It’s the time of year when the leaves return and perennials start sprouting. Excitement for the new gardening season is usually at a high and we can’t wait to start getting our hands dirty. One of the best places to start is with a spring cleanup of your garden.
Any perennials that were not cut back last fall and that have wilted over winter can be pruned back to the ground in anticipation of the new growth that emerges from the roots. This can also be an appropriate time to split your perennials as needed. A good indication that it is time to split your perennial is when you begin to see a hole in the centre of the plant where there are no leaves, or if it has simply outgrown the space allotted to it. To split your perennial, dig it out from the ground with as many of the roots as possible and then cut the entire root ball in half with a sharp knife. You can then replant half of the perennial back into the same spot and the other half can be used somewhere else in the garden or can be given to a friend!
For the most part, deciduous shrubs just need a light pruning in the spring to get the growing season off to a good start. Prune back any branches that have died over winter; branches with no buds or leaves on them. If you’re not sure, just scratch the bark off the branch with your nail and if there is no green underneath that branch is no longer viable. When pruning, always make sure to prune back the branch to the closest joint with another branch.
There are some shrubs however, such as Lilacs and Mockoranges, that should only be pruned after they bloom in the spring. If they are pruned in late fall or early spring, you will risk losing the flowers for the year as they bloom on the new growth only.
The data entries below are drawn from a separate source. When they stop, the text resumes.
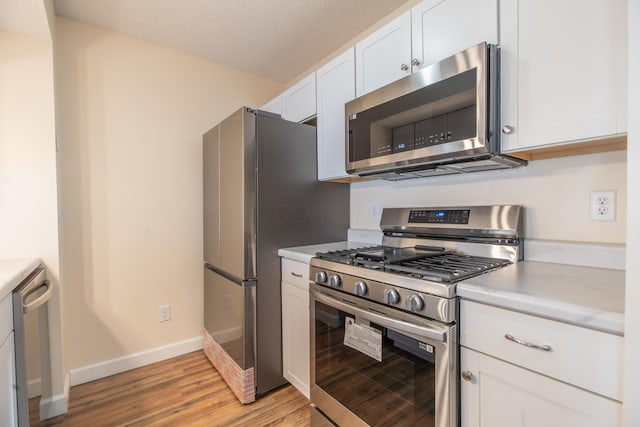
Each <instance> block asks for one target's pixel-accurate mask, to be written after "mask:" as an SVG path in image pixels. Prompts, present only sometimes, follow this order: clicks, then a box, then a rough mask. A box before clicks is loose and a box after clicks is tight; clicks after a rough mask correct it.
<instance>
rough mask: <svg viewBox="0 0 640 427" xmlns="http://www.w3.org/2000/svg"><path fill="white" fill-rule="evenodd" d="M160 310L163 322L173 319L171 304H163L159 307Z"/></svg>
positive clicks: (159, 310) (160, 320) (160, 314)
mask: <svg viewBox="0 0 640 427" xmlns="http://www.w3.org/2000/svg"><path fill="white" fill-rule="evenodd" d="M158 310H159V312H160V321H161V322H166V321H168V320H171V306H170V305H169V304H165V305H161V306H160V307H158Z"/></svg>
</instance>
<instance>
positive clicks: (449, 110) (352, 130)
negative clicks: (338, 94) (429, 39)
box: [345, 43, 526, 180]
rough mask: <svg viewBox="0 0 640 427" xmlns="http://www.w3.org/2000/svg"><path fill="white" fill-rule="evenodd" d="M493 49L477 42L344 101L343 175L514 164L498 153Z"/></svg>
mask: <svg viewBox="0 0 640 427" xmlns="http://www.w3.org/2000/svg"><path fill="white" fill-rule="evenodd" d="M498 72H499V51H498V48H497V47H496V46H494V45H490V44H487V43H480V44H478V45H475V46H473V47H471V48H469V49H466V50H464V51H462V52H459V53H457V54H455V55H453V56H450V57H448V58H446V59H444V60H442V61H440V62H438V63H435V64H432V65H430V66H427V67H425V68H423V69H421V70H419V71H417V72H415V73H413V74H411V75H410V76H407V77H405V78H402V79H400V80H398V81H395V82H393V83H391V84H389V85H386V86H384V87H382V88H380V89H377V90H375V91H373V92H370V93H368V94H366V95H363V96H361V97H359V98H357V99H355V100H353V101H350V102H348V103H347V104H345V113H346V171H347V172H348V173H350V174H355V175H360V176H375V177H380V178H383V179H390V180H396V179H406V178H414V177H421V176H433V175H444V174H451V173H461V172H473V171H480V170H490V169H505V168H513V167H517V166H522V165H525V164H526V161H525V160H521V159H518V158H514V157H510V156H506V155H502V154H501V153H500V141H499V137H500V135H499V133H498V132H496V130H497V129H498V125H499V105H498V98H499V87H498V82H499V75H498Z"/></svg>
Evergreens can be left alone during this time of year. Besides some watering if the season is dry, they shouldn't be touched until late June. From May until late June is their prime growing season and this is when you'll see new growth start to emerge. You can spot the new growth on evergreens easily as, in most cases, it will be a slightly brighter colour of green (or blue) that will fade to match the remainder of the shrub or tree in time. Evergreens can be pruned or shaped once the growth has slowed.
By starting the season out right, your garden will thank you with a brilliant display of flowers, texture and colour throughout the summer and into fall!